Entretanto, o processo não termina aí!
O Poder Público tem o direito de se defender e a ação seguirá com as demais etapas até estar “maduro” o bastante. Somente após isso, o juiz apresenta sua decisão final, chamada de sentença. Essa burocracia pode durar cerca de 2 anos e meio.
É possível recorrer a decisão do juiz?
De acordo com o Rodrigo, “cabe recurso de agravo de instrumento, contra decisão, que indefere a liminar e de apelação contra a sentença do juiz de primeira instância”.
Na verdade, tanto o paciente quanto o Estado podem recorrer caso estejam insatisfeitos com a sentença. Dessa forma, a outra parte apresenta sua defesa e o processo irá para o Tribunal de Justiça. Em seguida, três desembargadores irão reavaliar a decisão do juiz, podendo mantê-la integralmente, modificá-la parcialmente ou completamente.
“O importante é que, com a liminar, o paciente já tem acesso ao seu tratamento desde o início da ação”, diz Rodrigo. O principal risco da liminar é que caso o processo seja negado, o Poder Público pode cobrar o valor que teve que gastar com a liminar. Entretanto, isso só acontece se a liminar for caçada.
Como a judicialização da saúde afeta o governo?
A judicialização, além de poder ser um processo muito cansativo para o paciente, também não é a solução ideal para o Estado.
Rodrigo afirma que esse processo causa um grande impacto financeiro para o governo. Entretanto, ele acredita que esse tipo de ação só tem sido necessária devido à falta de regulamentação adequada.

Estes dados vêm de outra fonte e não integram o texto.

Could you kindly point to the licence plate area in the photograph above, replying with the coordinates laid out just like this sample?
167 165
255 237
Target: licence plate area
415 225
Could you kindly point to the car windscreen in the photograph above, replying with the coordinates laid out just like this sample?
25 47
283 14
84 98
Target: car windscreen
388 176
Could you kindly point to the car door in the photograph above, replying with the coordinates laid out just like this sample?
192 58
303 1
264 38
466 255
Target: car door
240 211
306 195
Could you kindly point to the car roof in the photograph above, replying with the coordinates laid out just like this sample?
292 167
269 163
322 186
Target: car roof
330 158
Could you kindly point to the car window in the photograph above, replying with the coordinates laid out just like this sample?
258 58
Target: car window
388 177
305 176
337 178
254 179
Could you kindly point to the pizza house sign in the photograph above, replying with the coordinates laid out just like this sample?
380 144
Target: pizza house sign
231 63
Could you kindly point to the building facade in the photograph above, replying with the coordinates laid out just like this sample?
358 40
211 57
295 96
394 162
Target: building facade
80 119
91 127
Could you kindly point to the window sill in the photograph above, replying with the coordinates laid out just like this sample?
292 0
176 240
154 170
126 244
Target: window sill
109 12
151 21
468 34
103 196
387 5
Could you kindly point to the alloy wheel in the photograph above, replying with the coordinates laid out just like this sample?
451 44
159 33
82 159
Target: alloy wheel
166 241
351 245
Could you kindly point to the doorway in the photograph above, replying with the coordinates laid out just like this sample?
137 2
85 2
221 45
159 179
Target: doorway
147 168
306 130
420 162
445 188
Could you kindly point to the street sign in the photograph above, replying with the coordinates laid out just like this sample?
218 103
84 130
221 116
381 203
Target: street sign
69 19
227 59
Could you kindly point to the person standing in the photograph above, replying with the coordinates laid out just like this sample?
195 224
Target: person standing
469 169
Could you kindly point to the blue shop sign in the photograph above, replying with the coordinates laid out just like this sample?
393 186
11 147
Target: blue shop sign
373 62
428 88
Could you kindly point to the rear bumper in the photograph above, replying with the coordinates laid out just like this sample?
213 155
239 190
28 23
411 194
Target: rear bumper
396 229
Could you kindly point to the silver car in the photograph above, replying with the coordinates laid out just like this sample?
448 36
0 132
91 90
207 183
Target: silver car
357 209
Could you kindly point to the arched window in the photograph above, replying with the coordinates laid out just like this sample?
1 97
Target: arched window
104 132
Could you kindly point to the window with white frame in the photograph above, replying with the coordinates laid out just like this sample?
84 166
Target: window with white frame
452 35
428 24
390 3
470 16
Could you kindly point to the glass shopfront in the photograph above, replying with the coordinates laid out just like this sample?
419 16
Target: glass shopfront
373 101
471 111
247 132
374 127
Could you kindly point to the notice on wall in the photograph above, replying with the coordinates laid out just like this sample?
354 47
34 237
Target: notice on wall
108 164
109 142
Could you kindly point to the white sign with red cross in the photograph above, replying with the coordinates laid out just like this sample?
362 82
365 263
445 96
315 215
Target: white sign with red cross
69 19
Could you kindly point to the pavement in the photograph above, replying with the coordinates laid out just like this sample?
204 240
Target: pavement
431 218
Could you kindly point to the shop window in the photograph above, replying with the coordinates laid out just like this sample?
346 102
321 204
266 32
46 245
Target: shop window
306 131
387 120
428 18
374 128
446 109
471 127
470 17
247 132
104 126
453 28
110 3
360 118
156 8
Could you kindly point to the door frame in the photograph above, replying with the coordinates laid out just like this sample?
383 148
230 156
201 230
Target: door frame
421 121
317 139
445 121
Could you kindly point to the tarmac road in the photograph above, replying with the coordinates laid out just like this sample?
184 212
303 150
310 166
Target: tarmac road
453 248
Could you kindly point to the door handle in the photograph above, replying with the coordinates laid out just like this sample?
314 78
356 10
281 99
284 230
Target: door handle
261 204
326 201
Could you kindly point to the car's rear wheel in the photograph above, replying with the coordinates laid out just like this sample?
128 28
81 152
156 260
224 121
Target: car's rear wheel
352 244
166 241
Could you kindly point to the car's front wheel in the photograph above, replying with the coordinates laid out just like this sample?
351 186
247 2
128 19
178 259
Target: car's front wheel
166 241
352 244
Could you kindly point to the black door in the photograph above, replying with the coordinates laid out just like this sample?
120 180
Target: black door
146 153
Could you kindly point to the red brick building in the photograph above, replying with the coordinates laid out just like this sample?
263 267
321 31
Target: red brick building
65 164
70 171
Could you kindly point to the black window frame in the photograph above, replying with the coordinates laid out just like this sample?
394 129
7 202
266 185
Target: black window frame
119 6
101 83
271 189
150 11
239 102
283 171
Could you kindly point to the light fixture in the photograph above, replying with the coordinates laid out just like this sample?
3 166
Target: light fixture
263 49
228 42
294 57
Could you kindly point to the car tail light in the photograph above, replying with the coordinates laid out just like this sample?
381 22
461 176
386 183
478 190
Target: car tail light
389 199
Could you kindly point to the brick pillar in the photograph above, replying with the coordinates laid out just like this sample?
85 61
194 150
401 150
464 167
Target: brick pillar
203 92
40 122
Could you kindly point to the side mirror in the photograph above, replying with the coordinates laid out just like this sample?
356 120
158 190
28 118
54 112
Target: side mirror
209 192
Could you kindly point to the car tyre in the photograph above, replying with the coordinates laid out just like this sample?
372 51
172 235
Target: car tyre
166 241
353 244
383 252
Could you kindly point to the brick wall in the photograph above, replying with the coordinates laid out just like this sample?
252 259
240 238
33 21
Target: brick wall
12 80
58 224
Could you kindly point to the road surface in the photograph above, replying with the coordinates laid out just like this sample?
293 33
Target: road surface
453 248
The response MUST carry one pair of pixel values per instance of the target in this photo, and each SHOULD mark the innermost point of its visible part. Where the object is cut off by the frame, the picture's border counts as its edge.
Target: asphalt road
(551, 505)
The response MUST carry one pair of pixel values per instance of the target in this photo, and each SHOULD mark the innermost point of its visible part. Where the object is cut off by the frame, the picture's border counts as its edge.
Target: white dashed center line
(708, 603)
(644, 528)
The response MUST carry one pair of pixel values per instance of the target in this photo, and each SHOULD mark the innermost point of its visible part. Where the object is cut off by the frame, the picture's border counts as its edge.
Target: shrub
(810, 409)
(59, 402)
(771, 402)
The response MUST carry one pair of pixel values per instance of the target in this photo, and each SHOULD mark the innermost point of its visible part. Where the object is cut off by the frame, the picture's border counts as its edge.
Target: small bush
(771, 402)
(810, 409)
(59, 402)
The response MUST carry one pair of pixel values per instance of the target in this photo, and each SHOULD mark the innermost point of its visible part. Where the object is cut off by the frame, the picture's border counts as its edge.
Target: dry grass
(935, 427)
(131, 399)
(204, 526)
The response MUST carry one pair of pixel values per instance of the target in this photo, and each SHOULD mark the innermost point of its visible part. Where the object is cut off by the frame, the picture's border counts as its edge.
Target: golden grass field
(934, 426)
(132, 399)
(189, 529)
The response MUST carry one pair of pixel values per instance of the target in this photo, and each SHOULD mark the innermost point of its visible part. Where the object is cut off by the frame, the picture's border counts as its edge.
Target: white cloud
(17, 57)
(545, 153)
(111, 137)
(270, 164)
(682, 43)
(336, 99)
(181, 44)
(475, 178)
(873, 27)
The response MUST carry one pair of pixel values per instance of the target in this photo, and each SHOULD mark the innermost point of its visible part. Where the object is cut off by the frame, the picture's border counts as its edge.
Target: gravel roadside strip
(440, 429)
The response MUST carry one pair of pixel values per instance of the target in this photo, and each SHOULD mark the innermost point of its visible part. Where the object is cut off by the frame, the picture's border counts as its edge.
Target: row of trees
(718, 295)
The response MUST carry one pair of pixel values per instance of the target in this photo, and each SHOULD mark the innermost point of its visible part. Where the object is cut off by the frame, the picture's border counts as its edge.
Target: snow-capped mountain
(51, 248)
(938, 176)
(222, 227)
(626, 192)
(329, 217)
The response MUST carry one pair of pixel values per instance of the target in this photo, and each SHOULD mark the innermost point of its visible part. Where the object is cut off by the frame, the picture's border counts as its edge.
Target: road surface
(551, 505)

“Quanto melhor atualizada e adequada é a regulamentação, menor a judicialização. O problema é que o Estado não quer assumir nenhuma das duas contas. Assim como a da regulamentação e tampouco a da judicialização que decorre, justamente, da ineficácia do Poder Público em cumprir a Lei que lhe foi endereçada”, ele considera.
De acordo com ele, o Poder Judiciário funciona como um termômetro para as alterações necessárias na regulamentação. Ter uma grande quantidade de ações a respeito de um mesmo tema, indica que são necessárias melhorias na regulamentação para diminuir os processos judiciais.
Além disso, ele considera que evitar o desperdício também poderia ser uma forma de diminuir esses processos. Não só devido ao vencimento, mas também por conta da demora na entrega por parte do Estado. Para pacientes oncológicos, isso pode significar uma regressão no tratamento, tendo que reiniciá-lo. Ou ainda, trocar por outro mais caro em razão da progressão da doença causada pela falta do remédio.
Rodrigo ainda comenta que para diminuir as ações de judicialização também é importante manter a lista de medicamentos incorporados no SUS atualizada. Bem como o incentivo da contratação de planos de saúde por mais usuários.
“Um último ponto importante que pode ajudar a diminuir a judicialização é a criação de meios que incentivem a contratação de planos de saúde por mais usuários. Entretanto, as propostas relacionadas a esse tipo de demanda são extremamente ruins e esperamos que não sejam aprovadas” finaliza Rodrigo.